Pages

mercredi 27 septembre 2023

Flic ou voyou - Georges Lautner (1979)


 A Nice, suite à l'assassinat de son confrère, le commissaire Grimaud décide de faire appel à un inspecteur de la "police des polices", Stanislas Borowitz qui découvre au travers de son enquête que l'affaire inclue la mafia niçoise mais aussi des policiers ripoux. Afin de les confondre, Stanislas va alors infiltrer la bande de malfrats. Mais rapidement démasqué, sa fille Charlotte se fait enlever. Il décide alors d'employer la manière forte pour la retrouver.

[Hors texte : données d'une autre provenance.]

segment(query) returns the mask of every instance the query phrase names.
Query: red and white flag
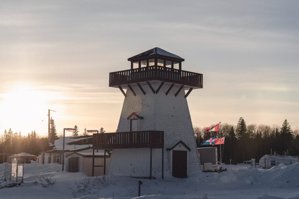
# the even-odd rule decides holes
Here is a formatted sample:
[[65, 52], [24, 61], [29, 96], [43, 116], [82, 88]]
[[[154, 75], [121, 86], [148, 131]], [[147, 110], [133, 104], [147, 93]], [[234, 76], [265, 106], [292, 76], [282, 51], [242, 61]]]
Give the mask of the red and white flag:
[[219, 130], [219, 124], [215, 125], [213, 127], [207, 127], [206, 131], [218, 131]]
[[215, 138], [215, 145], [217, 144], [224, 144], [224, 140], [225, 139], [225, 137], [221, 138]]

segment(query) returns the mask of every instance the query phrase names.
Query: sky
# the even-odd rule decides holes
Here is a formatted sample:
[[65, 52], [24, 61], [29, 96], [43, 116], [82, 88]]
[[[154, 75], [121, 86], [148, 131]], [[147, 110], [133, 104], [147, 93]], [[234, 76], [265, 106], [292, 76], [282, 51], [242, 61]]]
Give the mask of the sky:
[[297, 1], [0, 0], [0, 135], [117, 129], [110, 72], [155, 47], [203, 75], [187, 98], [195, 126], [299, 126]]

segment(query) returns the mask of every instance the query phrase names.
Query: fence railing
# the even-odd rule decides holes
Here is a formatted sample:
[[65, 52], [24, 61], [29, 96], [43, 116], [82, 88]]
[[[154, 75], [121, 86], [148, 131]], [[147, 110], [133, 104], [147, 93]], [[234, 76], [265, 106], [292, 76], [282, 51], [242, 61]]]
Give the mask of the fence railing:
[[129, 148], [162, 148], [164, 132], [143, 131], [94, 133], [94, 149]]
[[157, 66], [110, 72], [109, 86], [151, 80], [202, 87], [202, 74]]

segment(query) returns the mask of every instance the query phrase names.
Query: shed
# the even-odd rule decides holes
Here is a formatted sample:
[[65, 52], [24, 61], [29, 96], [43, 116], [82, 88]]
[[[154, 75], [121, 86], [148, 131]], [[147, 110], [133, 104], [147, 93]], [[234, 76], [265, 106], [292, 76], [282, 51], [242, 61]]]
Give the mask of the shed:
[[[89, 176], [92, 176], [92, 152], [74, 152], [67, 155], [65, 161], [67, 172], [83, 172]], [[95, 152], [94, 175], [101, 175], [106, 173], [110, 161], [110, 154], [107, 152], [99, 150], [98, 152]]]
[[14, 158], [16, 155], [19, 156], [20, 159], [22, 160], [23, 163], [31, 163], [31, 160], [34, 160], [36, 162], [37, 164], [38, 162], [38, 156], [25, 152], [20, 153], [17, 154], [13, 154], [8, 156], [7, 161], [9, 161], [11, 159]]

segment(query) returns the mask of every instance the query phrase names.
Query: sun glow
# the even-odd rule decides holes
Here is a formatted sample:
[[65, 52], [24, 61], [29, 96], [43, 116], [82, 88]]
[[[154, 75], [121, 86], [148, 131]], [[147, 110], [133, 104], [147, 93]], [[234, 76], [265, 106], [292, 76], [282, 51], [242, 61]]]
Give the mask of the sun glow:
[[[21, 131], [23, 135], [32, 130], [42, 134], [46, 132], [47, 127], [40, 127], [47, 126], [48, 109], [59, 94], [28, 82], [18, 82], [10, 87], [7, 92], [0, 93], [0, 134], [10, 128], [14, 132]], [[43, 119], [46, 119], [40, 127]]]

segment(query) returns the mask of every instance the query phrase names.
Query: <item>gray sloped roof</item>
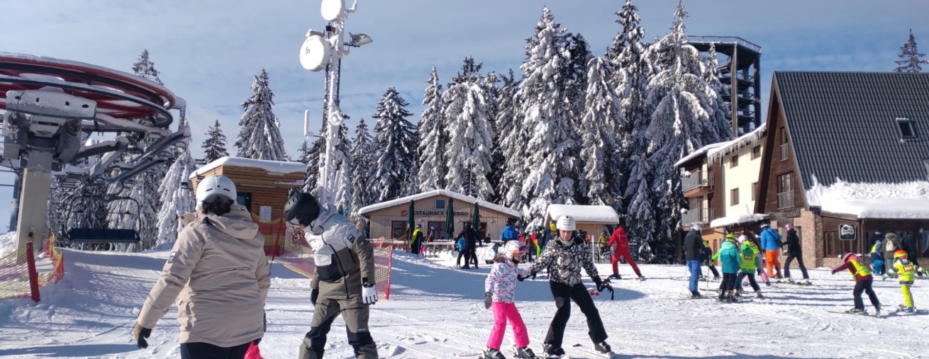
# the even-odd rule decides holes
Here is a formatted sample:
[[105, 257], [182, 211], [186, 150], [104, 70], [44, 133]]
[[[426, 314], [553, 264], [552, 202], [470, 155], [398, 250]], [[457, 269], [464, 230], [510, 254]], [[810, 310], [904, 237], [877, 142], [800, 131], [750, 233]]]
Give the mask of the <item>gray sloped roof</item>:
[[[804, 188], [926, 181], [929, 73], [776, 71]], [[918, 138], [901, 141], [896, 119]], [[773, 133], [772, 133], [773, 134]], [[775, 158], [779, 149], [774, 148]]]

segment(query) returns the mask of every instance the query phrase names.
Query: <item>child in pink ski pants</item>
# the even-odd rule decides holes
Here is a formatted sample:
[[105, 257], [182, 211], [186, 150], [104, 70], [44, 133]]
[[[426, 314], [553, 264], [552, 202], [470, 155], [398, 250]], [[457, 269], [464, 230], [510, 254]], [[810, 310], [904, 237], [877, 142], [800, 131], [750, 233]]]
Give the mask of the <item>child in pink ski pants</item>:
[[497, 355], [500, 355], [500, 345], [504, 342], [504, 333], [506, 331], [507, 321], [513, 327], [517, 356], [535, 356], [529, 349], [529, 334], [526, 332], [526, 325], [522, 321], [522, 316], [519, 315], [517, 305], [513, 302], [517, 281], [531, 275], [529, 269], [517, 267], [526, 251], [526, 246], [519, 241], [507, 241], [503, 250], [493, 258], [493, 269], [491, 270], [487, 280], [484, 281], [484, 291], [486, 292], [484, 306], [493, 308], [493, 328], [491, 329], [491, 337], [487, 340], [485, 357], [498, 357]]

Flic ou voyou marque un tournant dans la lente bascule de Jean-Paul Belmondo vers « Bebel », de la mue de l’acteur alternant intelligemment cinéma populaire et d’auteur vers la seule figure de divertissements au service de son égo. L’échec commercial de Stavisky d’Alain Resnais (1974) suivit du succès de Peur sur la ville d’Henri Verneuil (1975) marque cette transition mais la formule va définitivement se mettre en place par le véritable triomphe public de Flic ou voyou. En effet Peur sur la ville restait un vrai thriller haletant et une vraie proposition singulière dans le polar français tandis que quatre ans plus tard Flic ou voyou n’est désormais plus qu’un simple véhicule pour les facéties de Belmondo.

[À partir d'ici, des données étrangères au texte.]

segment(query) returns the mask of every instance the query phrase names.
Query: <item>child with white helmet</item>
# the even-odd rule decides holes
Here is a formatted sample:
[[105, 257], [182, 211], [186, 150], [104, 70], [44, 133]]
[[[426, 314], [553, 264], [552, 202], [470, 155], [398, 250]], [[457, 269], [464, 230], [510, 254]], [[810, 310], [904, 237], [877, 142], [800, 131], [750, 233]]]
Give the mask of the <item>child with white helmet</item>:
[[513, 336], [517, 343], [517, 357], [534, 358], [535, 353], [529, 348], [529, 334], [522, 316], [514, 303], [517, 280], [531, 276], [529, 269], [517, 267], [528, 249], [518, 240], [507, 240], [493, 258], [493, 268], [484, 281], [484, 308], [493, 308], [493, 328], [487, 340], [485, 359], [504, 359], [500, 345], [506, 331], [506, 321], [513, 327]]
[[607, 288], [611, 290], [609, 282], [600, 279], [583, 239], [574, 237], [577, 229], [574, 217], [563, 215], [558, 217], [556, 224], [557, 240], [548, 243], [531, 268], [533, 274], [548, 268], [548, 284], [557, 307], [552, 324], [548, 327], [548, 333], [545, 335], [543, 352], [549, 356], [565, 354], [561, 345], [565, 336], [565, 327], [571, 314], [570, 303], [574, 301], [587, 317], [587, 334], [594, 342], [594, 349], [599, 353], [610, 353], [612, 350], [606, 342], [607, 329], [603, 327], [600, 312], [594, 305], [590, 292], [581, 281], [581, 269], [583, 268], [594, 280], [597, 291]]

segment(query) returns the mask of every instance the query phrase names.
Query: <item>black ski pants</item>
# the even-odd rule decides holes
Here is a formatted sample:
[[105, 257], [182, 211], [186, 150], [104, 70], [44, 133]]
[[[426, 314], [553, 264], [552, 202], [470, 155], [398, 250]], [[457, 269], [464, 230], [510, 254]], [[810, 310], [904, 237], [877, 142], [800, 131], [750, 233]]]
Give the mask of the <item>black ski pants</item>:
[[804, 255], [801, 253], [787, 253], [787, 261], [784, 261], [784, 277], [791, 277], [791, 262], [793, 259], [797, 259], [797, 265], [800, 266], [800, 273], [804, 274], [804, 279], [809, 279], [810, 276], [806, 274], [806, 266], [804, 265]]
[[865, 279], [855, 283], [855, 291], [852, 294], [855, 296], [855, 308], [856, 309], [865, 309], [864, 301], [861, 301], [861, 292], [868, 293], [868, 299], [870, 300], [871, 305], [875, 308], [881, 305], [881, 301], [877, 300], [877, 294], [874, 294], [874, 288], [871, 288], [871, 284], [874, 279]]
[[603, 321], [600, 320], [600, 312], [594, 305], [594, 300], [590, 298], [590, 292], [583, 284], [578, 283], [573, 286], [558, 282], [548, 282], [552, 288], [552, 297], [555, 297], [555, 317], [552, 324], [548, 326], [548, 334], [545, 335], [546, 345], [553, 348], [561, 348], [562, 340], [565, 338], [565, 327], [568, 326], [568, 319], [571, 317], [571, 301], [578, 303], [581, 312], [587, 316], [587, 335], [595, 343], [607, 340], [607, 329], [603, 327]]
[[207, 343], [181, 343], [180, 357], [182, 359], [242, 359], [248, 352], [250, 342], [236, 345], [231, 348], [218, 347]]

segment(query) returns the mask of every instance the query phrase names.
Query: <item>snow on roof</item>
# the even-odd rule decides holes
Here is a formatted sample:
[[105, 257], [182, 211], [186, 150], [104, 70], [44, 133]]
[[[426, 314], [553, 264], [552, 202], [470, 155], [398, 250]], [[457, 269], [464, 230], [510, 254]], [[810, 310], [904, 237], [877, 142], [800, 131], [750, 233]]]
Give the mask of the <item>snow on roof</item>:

C’est la première collaboration entre l’acteur et le réalisateur Georges Lautner. Dans l’opposition que l’on se plait à faire entre Alain Delon et Jean-Paul Belmondo, le premier passe souvent pour le psychorigide narcissique tandis que le second a cette image de bon vivant, ce capital sympathie attachant pour le public. Pourtant, avant de voir sa carrière sombrer dans les années 80 en voulant marcher sur les plates-bandes de Belmondo, la filmographie de Delon durant les années 70 écrase qualitativement celle de son rival. L’exigence, la variété des rôles, le choix des collaborateurs semble se faire avant tout au service du film plutôt que de l’égo. Au contraire Belmondo s’enfermera jusqu’à la caricature, dans un confort, une formule commerciale où son contrôle ne sert que sa personne jusqu’à finir par la lasser le public après certes une domination impressionnante au box-office. 

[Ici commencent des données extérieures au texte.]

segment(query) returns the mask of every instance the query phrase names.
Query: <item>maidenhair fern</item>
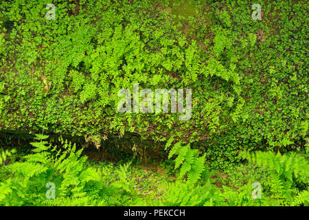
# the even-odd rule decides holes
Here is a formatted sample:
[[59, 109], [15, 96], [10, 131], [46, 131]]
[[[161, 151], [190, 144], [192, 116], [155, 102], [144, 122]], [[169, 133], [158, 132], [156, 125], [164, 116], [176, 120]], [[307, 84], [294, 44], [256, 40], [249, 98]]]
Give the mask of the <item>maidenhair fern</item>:
[[242, 152], [242, 155], [249, 162], [269, 168], [270, 176], [262, 184], [281, 204], [308, 204], [309, 162], [304, 156], [295, 152], [282, 155], [271, 151]]
[[175, 169], [181, 167], [179, 179], [187, 176], [188, 183], [194, 184], [201, 178], [202, 173], [205, 170], [205, 155], [199, 157], [198, 151], [191, 149], [190, 144], [183, 146], [181, 142], [177, 142], [170, 149], [168, 158], [174, 155], [175, 159]]

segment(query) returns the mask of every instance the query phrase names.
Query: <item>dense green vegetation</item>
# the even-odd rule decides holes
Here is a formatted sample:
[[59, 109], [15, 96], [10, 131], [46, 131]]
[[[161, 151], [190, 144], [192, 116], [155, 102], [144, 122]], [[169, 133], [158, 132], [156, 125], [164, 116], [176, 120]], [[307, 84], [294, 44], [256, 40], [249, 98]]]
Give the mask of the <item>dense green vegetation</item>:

Pour symboliser cela il suffit de comparer la collaboration des deux acteurs avec Georges Lautner. Alain Delon impose durant leur deux films communs (Les Seins de glace (1975) et Mort d’un pourri (1977)) un cadre et une rigueur pas toujours prégnante chez le réalisateur, tout en lui laissant l’espace pour développer de vrais films ambitieux dans le fond (Mort d’un pourri) et la forme (Les Seins de glace et ses élans de giallo et thriller psychologique). Au contraire, Belmondo fait de Lautner un exécutant presque anonyme dans Flic ou voyou et toutes les collaborations qui suivront (Le Guignolo (1980), Le Professionnel (1981), Joyeuses Pâques (1984)) où l’on ne fait plus la différence avec d’autres films de la formule Bébel (Le Marginal de Jacques Deray (1983), autre réalisateur plus doué et libre avec Delon que Belmondo) qui gâche même des projets aussi ambitieux que Le Professionnel.

Lautner voit après Mort d’un pourri l’occasion de collaborer avec l’autre grande star du cinéma français d’alors dans Flic ou voyou, Michel Audiard dialoguiste sur les deux ayant établit le contact. Le début du film fait son effet, à travers le mystère autour des intentions et de l’identité de Cerruti (Jean-Paul Belmondo), mais aussi son attitude iconoclaste le voyant semer la zizanie dans différents clans de la pègre niçoise. Peu à peu le récit s’enlise malheureusement, laissant trop d’espace au numéro de Belmondo (même si la fantaisie de l’acteur et quelques bons mots d’Audiard font mouche) dans une intrigue lâche et ne parvenant jamais à retrouver le nerf du polar entrevu au départ. Les cascades, certes impressionnantes, ne semblent là que pour servir un cocktail attendu, mais sans ressentir la moindre tension ou ivresse. La poursuite en voiture d’auto-école dans Nice provoque un ennui poli, et l’incroyable morceau de bravoure où Belmondo descend à mains nues un câble de téléphérique semble plus préoccupé à bien montrer que l’acteur exécute lui-même la cascade que de construire un suspense autour.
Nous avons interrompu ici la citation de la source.